Shown in Table 1 are the estimated type I error rates of the proposed NetDifM, VEWDM, NetDifM based on permutation (NetDifMpm) and Yates’D under different sample sizes. It reveals that all type I error rates based on permutation procedure are close to given nominal level (α = 0.05). NetDifM tended to be slightly conservative under small sample size, while using the asymptotic distribution maintains a good control of type I error rate under large sample size.

Table 1 Type I error rates of four methods

Full size table

Figure 3a indicates the statistical power under scenario 1 when only vertices changed with the network topological structure demonstrates in Fig. 1a. As expected, Yates’D has no power due to that it can only capture the edge change. NetDifM is substantially more powerful than VEWDM, and it is slightly less powerful than its permutation-based type. Similar trend could also be found under the relative larger scale network (Fig. 3b).

Shown in Fig. 4 is the performance under scenario 2 (only edges change). The statistical power of all methods monotonically increases with sample size. NetDifM has much higher power than that of VEWDM and Yates’D. The power of NetDifM and Yates’D keep almost the same in the larger scale network (Fig. 4b).

Figure 5 illustrates the statistical power under the scenario 3 (both edges and vertices change). Both NetDifM and VEWDM are much more powerful than Yates’D, and NetDifM still has the best performance.

To evaluate the scalability and computational efficiency of the proposed methods, we also conducted simulations using a larger network with 40 vertices and 54 edges (see in Additional file 1: Figure S1). It is clear that the proposed NetDifM still have the best performance (see in Additional file 1: Figure S2; Additional file 1: Table S3).

Figure 6 indicates the results given the deviation from the normal distribution, where the proposed statistics still hold the relative better performance than other method.

Table 2 presents the estimated computing time. It indicates that the proposed NetDifM indeed runs fast, and the computational time increases as the network become larger.

Table 2 Computing time (seconds) of four methods with sample size 200 and 1000 permutations

Full size table

The results of application

Network difference analysis for both the GWAS of leprosy and gene expression data of ovarian cancer further confirm in practice that the proposed NetDifM captured the network changes. Shown in Table 3 are the results of the proposed NetDifM and other methods for detecting the network difference between two groups. The difference of gene interaction network with 5 genes can be detected significantly at α = 0.05 by NetDifM, NetDifMpm and VEWDM.

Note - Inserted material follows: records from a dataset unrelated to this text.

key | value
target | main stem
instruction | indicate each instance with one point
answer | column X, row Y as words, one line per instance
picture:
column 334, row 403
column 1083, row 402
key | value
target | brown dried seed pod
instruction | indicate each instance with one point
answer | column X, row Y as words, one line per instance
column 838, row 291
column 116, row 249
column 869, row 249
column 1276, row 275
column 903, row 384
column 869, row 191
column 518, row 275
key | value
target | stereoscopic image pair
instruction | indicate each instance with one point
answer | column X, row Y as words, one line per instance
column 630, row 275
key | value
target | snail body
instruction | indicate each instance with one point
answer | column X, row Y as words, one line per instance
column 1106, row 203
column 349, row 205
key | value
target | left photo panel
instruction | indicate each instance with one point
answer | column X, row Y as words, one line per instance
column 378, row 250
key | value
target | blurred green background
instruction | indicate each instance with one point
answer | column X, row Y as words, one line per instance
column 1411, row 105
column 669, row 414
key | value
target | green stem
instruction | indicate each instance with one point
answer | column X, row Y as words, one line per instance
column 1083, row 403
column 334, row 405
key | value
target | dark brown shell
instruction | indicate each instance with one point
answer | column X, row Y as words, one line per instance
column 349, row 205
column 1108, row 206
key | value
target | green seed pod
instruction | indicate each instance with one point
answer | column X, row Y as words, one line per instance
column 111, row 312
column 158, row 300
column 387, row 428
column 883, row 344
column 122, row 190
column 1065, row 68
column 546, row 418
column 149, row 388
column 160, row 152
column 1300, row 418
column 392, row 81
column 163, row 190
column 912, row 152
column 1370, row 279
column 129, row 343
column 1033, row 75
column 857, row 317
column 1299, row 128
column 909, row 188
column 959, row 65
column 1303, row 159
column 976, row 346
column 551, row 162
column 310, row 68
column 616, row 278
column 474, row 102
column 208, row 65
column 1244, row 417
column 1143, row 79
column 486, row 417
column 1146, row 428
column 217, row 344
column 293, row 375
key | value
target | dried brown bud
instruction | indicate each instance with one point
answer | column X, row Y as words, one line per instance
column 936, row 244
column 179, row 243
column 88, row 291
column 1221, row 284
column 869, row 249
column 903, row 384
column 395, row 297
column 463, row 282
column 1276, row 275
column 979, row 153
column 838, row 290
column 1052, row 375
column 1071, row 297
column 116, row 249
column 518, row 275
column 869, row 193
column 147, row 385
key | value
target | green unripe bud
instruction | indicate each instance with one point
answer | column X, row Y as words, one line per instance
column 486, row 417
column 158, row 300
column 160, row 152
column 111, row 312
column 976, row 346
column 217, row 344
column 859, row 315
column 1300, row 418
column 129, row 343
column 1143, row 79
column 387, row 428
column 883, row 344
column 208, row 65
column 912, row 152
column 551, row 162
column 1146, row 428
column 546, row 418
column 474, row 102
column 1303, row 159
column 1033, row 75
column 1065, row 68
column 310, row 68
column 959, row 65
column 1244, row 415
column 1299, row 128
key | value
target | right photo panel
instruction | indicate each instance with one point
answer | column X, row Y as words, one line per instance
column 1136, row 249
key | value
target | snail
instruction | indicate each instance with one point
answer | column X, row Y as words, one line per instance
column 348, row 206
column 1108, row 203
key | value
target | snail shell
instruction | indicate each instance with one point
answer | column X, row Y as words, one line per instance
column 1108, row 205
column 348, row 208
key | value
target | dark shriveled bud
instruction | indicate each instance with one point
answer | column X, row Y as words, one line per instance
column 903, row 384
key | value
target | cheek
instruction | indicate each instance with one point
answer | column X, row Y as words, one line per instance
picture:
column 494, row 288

Table 3 P-values of the four methods for the two real data sets (1000 times permutation)

Full size table

Group difference of the subnetwork of PI3K-AKT signaling pathway was detected significantly at α = 0.05 by NetDifM, NetDifMpm and VEWDM. When applied to the subnetwork of Notch signaling pathway, all four methods can detect the network difference significantly (Table 3). Shown in Table 4 are the results of the proposed NetDifM and other methods for detecting the specific vertices, treating a vertex as well as its connected edge as a network, under1000 permutation times.

Table 4 P-values of the four methods for detecting the genes in the PI3K-AKT signaling pathway and Notch signaling pathway

Full size table

Discussion and conclusions

Complex disease is largely determined by a number of biomolecules interwoven into networks, rather than a single biomolecule. Group-level comparison of network properties (vertices level and the strength of connection between vertices) may shed light on underlying biological processes or disease mechanisms, and benefit the design of drug targets and drug combination for the therapy of complex diseases. Meanwhile, although the conventional single-based paradigm has successfully identified a list of risk factors, one common sense is that there still exist an intermediate “black box” between the exposures and the disease phenotypes (end point observations). In the “black box”, various risk factors weaved into complicated biological networks dominating the disease occurrence, development and prognosis. Recent advances in high-throughput technologies and omics resources are revolutionizing biomedical research, and allow a transition from the traditional paradigm for biological and epidemiological studies of complex diseases to a new paradigm based on systems epidemiology [12, 13, 15]. Under this framework, network-based analysis has been integrated into observational study designs to organize the interdependencies of biomolecules and other factors at a human population level, expecting to open the “black box”. A key but inadequately addressed issue is still to develop valid statistical method to test possible differences of the networks between two groups.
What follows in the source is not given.